Senin, 06 Februari 2012

Budaya Religius Sekolah

Budaya religius sekolah adalah cara berfikir dan cara bertindak warga sekolah yang didasarkan atas nilai-nilai religius (keberagamaan). Religius menurut Islam adalah menjalankan ajaran agama secara menyeluruh (kaffah).

Menurut Glock & Stark (1966) dalam Muhaimin, ada lima macam dimensi keberagamaan, yaitu:
a. Dimensi keyakinan yang berisi pengharapan-pengharapan dimana orang religius berpegang teguh pada pandangan teologis tertentu dan mengakui keberadaan doktrin tersebut.
b. Dimensi praktik agama yang mencakup perilaku pemujaan, ketaatan dan hal-hal yang dilakukan orang untuk menunjukkan komitmen terhadap agama yang dianutnya.
c. Dimensi pengalaman. Dimensi ini berisikan dan memperhatikan fakta bahwa semua agama mengandung pengharapan-pengharapan tertentu.
d. Dimensi pengetahuan agama yang mengacu kepada harapan bahwa orang-orang yang beragama paling tidak memiliki sejumlah minimal pengetahuan mengenai dasar-dasar keyakinan, ritus-ritus, kitab suci dan tradisi.
e. Dimensi pengamalan atau konsekuensi. Dimensi ini mengacu pada identifikasi akibat-akibat keyakinan keagamaan, praktik, pengalaman, dan pengetahuan seseorang dari hari ke hari.

Tradisi dan perwujudan ajaran agama memiliki keterkaitan yang erat, karena itu tradisi tidak dapat dipisahkan begitu saja dari masyarakat/lembaga di mana ia dipertahankan, sedangkan masyarakat juga mempunyai hubungan timbak balik, bahkan saling mempengaruhi dengan agama. Untuk itu, menurut Mukti Ali, agama mempengaruhi jalannya masyarakat dan pertumbuhan masyarakat mempengaruhi pemikiran terhadap agama. Dalam kaitan ini, Sudjatmoko juga menyatakan bahwa keberagamaan manusia, pada saat yang bersamaan selalu disertai dengan identitas budayanya masing-masing yang berbeda-beda.

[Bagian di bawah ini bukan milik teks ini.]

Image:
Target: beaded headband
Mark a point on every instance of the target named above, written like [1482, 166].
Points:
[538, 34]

Dalam tataran nilai, budaya religius berupa: semangat berkorban (jihad), semangat persaudaraan (ukhuwah), semangat saling menolong (ta’awun) dan tradisi mulia lainnya. Sedangkan dalam tataran perilaku, budaya religius berupa: berupa tradisi solat berjamaah, gemar bersodaqoh, rajin belajar dan perilaku yang mulia lainnya.

Dengan demikian, budaya religius sekolah adalah terwujudnya nilai-nilai ajaran agama sebagai tradisi dalam berperilaku dan budaya organisasi yang diikuti oleh seluruh warga sekolah. Dengan menjadikan agama sebagai tradisi dalam sekolah maka secara sadar maupun tidak ketika warga sekolah mengikuti tradisi yang telah tertanam tersebut sebenarnya warga sekolah sudah melakukan ajaran agama.

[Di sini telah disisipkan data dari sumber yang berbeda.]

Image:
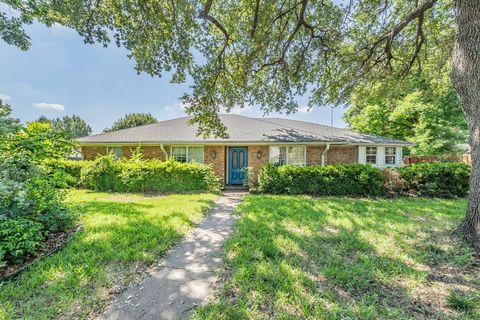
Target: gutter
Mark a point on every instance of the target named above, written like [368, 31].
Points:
[324, 152]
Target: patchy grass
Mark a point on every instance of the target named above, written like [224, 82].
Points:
[297, 257]
[122, 235]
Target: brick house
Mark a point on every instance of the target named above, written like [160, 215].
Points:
[252, 142]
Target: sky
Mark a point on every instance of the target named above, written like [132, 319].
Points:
[61, 75]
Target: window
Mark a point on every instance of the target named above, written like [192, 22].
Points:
[294, 155]
[188, 154]
[372, 155]
[116, 151]
[390, 155]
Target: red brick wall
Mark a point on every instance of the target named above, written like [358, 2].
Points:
[338, 155]
[218, 163]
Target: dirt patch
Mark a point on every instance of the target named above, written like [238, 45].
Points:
[52, 244]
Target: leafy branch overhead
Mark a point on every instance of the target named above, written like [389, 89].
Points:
[263, 52]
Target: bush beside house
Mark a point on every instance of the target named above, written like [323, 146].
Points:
[135, 175]
[338, 180]
[443, 180]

Oleh karena itu, untuk membudayakan nilai-nilai keberagamaan (religius) dapat dilakukan dengan beberapa cara, antara lain melalui: kebijakan pimpinan sekolah, pelaksanaan kegiatan belajar mengajar di kelas, kegiatan ektrakurikuler di luar kelas serta tradisi dan perilaku warga sekolah secara kontinyu dan konsisten, sehingga tercipta religious culture tersebut dalam lingkungan sekolah.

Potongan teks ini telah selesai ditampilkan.